Bur Rouen ’79 was the first re-appearance of these ‘grandpa’ companies since the war. As might be expected, both engines experienced teething troubles. The Renault 20TS/Cormorant rig, piloted by Messieurs Jaubertie, Thurel and Garnier met with ignition trouble and oil leakage, whilst the Fiat-Abarth/ Molinari rig piloted by Signori Molinari, Vassena and Panzeri suffered oil problems and overheating from insufficient water-cooling so that by the 6th hour (10 o’clock at night), the Renault boat was almost 100 laps behind the leading boat, and the Fiat some 43 laps behind.

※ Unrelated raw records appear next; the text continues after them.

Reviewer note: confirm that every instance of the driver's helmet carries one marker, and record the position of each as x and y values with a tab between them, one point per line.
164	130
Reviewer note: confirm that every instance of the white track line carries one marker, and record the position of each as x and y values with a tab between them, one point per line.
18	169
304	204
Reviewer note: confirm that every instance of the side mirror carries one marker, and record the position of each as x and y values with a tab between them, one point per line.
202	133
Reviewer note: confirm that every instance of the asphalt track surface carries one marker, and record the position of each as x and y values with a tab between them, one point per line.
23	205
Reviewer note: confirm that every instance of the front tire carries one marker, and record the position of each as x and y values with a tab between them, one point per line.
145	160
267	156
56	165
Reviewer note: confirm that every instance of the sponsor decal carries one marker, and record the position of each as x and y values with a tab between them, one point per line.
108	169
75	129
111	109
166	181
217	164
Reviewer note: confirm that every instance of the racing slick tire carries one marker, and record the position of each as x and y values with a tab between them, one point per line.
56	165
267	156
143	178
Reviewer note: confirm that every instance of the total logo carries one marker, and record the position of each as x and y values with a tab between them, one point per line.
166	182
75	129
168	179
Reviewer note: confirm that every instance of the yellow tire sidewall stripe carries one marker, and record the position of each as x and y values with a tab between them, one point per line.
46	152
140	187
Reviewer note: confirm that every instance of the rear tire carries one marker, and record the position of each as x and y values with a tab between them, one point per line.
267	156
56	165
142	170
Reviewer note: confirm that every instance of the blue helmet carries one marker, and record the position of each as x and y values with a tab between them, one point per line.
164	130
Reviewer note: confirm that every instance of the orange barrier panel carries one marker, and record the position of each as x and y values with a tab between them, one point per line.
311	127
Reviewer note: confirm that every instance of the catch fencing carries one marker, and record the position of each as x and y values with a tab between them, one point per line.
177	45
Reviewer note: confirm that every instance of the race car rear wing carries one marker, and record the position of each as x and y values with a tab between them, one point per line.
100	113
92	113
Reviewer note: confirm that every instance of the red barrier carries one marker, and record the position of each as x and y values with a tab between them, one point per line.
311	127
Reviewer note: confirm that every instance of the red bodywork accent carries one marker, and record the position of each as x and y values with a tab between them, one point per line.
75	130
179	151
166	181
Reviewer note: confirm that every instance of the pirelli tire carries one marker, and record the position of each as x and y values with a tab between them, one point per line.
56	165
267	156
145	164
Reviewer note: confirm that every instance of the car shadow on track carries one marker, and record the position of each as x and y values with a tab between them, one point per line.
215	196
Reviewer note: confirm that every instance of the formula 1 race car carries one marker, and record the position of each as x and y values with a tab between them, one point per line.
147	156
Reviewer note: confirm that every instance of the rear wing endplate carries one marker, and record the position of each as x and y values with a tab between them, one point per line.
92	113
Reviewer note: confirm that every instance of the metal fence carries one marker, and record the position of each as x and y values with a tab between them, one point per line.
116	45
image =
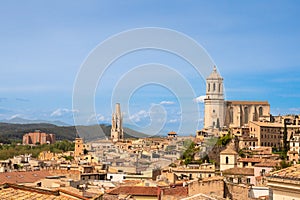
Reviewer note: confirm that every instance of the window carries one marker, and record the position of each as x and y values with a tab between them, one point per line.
239	180
246	115
231	115
248	180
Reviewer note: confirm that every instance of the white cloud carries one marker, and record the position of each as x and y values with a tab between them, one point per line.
173	121
15	116
62	111
98	117
199	99
294	110
137	117
167	103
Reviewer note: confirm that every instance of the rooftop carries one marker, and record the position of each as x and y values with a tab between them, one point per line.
23	177
13	191
292	173
135	190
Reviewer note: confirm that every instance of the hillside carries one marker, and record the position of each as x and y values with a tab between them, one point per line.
14	132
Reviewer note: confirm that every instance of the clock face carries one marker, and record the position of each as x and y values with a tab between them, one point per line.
214	114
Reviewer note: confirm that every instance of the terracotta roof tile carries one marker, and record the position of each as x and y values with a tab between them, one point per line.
22	177
257	160
239	171
176	191
135	190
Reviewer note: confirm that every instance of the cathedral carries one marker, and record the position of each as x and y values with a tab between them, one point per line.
116	133
219	113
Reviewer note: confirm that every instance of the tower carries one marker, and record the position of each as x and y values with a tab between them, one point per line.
116	125
79	146
214	104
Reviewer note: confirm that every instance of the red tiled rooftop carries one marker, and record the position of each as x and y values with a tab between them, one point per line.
135	190
257	160
239	171
23	177
176	191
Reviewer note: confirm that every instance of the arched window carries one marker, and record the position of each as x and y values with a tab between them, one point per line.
260	111
246	113
231	115
227	160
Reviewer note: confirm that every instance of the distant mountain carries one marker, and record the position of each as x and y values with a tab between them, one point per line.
18	120
14	132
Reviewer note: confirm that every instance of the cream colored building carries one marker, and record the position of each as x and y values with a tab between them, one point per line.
79	147
219	113
228	158
117	133
271	134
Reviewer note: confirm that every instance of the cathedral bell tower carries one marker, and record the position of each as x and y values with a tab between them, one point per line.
116	125
214	104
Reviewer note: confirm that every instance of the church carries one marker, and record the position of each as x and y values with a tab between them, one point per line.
117	133
219	113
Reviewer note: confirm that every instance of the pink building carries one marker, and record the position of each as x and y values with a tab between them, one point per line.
38	137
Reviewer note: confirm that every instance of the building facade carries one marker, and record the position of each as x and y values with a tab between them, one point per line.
219	113
38	137
117	133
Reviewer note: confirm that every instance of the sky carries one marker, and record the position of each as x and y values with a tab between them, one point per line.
254	44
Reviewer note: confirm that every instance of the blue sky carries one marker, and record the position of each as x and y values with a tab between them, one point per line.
255	45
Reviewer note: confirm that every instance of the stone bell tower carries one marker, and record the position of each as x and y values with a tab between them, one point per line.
116	125
214	103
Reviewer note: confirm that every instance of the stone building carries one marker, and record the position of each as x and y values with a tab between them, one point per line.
38	137
219	113
271	134
293	153
228	158
117	133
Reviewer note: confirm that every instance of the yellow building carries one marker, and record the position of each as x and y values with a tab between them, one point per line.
79	147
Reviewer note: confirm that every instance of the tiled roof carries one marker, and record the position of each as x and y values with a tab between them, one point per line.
257	160
239	171
13	191
229	150
135	190
267	163
176	191
22	177
292	172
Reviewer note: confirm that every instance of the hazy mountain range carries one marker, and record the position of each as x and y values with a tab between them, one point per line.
14	129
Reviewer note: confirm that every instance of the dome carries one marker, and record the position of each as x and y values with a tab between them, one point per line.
214	74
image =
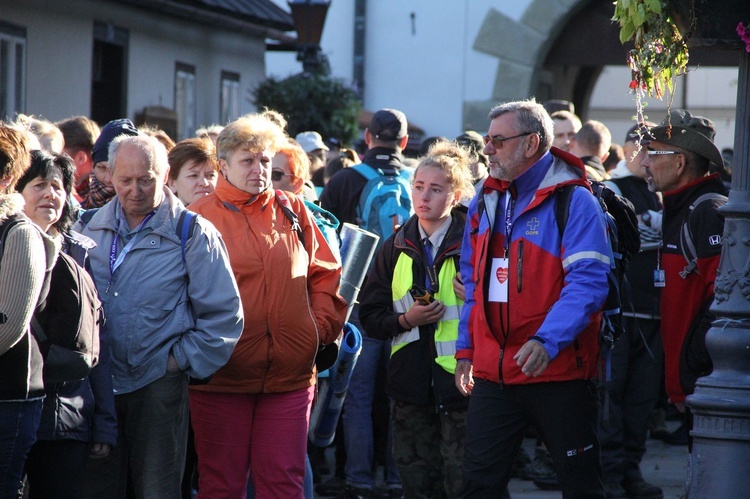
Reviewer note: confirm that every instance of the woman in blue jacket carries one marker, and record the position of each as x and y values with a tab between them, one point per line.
421	259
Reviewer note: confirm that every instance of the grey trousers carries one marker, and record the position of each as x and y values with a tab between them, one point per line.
149	458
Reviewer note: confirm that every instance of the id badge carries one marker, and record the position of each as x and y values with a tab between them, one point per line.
499	281
659	278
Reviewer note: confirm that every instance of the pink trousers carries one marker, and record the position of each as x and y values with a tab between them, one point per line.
236	434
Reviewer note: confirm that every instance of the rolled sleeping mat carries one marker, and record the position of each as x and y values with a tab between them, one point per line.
357	250
332	391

After his 1976 Mercury-engined victory in this race, Molinari had said he would never \return to Rouen. But here he was, with the biggest workshop lorry in the pits, two spare engines, a twelve-man back-up team, and his fully experienced co-pilot Angelo Vassena. Thus over the next 18 hours, whilst the Renault dropped out of the race, the Fiat planed around the base of Pierre Corneille’s bridge as if on underwater rails and proceeded to a nocturnal come-back, steadily lowering the lap distance so that by the 12th hour they were in 1st place and beginning to build up their lap advantage over the second boat. By the end of the race, their blue and yellow striped ‘wasp-tiger’ was roaring round some 41 laps ahead of the second boat. They had also broken the lap speed record of 114kph by the Jousseaume brothers, up to 119.447kph (or 1min 48.8 secs). But his 80.4kph average for the 24 hours was lower than that of his 1976 victory.

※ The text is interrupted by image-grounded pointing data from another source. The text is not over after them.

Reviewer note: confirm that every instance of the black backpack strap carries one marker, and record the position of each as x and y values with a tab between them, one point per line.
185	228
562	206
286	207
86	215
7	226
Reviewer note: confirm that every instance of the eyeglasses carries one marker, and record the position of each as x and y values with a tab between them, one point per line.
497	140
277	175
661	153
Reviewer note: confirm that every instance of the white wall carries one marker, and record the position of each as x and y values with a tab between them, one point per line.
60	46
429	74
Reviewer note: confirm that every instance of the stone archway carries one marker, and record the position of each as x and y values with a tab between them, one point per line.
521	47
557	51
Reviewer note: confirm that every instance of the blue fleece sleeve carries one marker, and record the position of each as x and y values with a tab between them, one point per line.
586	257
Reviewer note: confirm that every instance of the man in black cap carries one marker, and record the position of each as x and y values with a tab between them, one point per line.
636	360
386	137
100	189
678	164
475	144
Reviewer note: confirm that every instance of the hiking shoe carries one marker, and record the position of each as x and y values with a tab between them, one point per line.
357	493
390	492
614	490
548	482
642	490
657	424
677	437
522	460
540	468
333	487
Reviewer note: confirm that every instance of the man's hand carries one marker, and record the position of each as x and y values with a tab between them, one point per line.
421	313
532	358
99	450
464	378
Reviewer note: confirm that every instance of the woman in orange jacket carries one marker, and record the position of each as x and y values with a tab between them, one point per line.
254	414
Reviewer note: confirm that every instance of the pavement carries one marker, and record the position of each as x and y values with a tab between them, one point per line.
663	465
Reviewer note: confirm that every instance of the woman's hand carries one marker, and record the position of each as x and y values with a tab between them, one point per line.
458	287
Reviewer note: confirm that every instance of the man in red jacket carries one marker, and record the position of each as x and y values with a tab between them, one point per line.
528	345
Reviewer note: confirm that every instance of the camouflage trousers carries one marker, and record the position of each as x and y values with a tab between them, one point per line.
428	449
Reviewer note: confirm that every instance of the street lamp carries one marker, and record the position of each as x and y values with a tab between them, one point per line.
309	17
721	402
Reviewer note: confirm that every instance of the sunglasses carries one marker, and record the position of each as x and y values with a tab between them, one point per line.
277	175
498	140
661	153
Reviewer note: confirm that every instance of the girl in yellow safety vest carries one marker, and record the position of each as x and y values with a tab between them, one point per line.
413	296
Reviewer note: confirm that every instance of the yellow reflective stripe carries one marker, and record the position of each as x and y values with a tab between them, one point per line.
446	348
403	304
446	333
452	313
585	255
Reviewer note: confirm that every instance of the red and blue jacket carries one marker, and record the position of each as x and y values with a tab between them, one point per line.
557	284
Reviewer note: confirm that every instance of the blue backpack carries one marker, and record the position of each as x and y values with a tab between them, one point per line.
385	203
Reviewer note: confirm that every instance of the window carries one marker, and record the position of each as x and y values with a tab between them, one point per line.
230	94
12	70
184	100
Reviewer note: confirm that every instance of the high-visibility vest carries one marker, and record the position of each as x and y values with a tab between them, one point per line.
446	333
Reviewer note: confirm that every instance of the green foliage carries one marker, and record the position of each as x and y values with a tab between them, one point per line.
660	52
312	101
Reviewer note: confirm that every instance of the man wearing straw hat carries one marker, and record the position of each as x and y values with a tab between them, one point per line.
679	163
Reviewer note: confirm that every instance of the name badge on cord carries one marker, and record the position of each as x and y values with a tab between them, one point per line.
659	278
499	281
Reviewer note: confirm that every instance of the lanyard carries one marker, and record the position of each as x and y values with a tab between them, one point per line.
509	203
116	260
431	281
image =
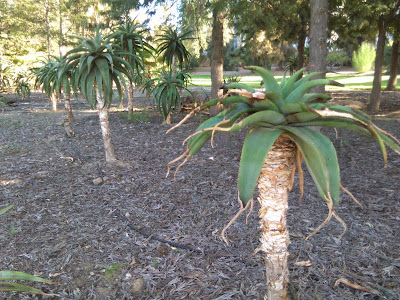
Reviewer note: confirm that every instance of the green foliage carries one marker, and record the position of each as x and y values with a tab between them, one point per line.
289	109
166	91
172	48
99	64
8	278
364	58
338	59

The above Molinari was auctioned as the boat that won in 1979

As for the rest, for the first 6 hours, Barbot, Barbot and Garcia Montes kept the lead in their Argentine Mercury-engined OE rig, Messieurs Mohamedi and Izard of France taking over at nightfall for the next five hours, to be overtaken by the Italians. As for the English boats – Rouen ’78 had been won against a pack of cats by Messrs Covill, Hedge and Rowe in a Johnson-engined Vbottomed OE rig. Now Mr and Mrs Covill and Alex Rodrigues had returned with the Johnson SE Bluefin Barracuda, Forresters, whilst Messrs Roger Hedge, Tony Rowe and Jon Knight had turned up 50 yards away at the pits with their Ron Wolbold-built Johnson Bluefin, Wildfire – both V-hulls. The third English boat was Drurypowder Five, an Evinrude Barracuda SE cat to be piloted by Messrs Bob Andrews, Malcolm Burnapp and Garner.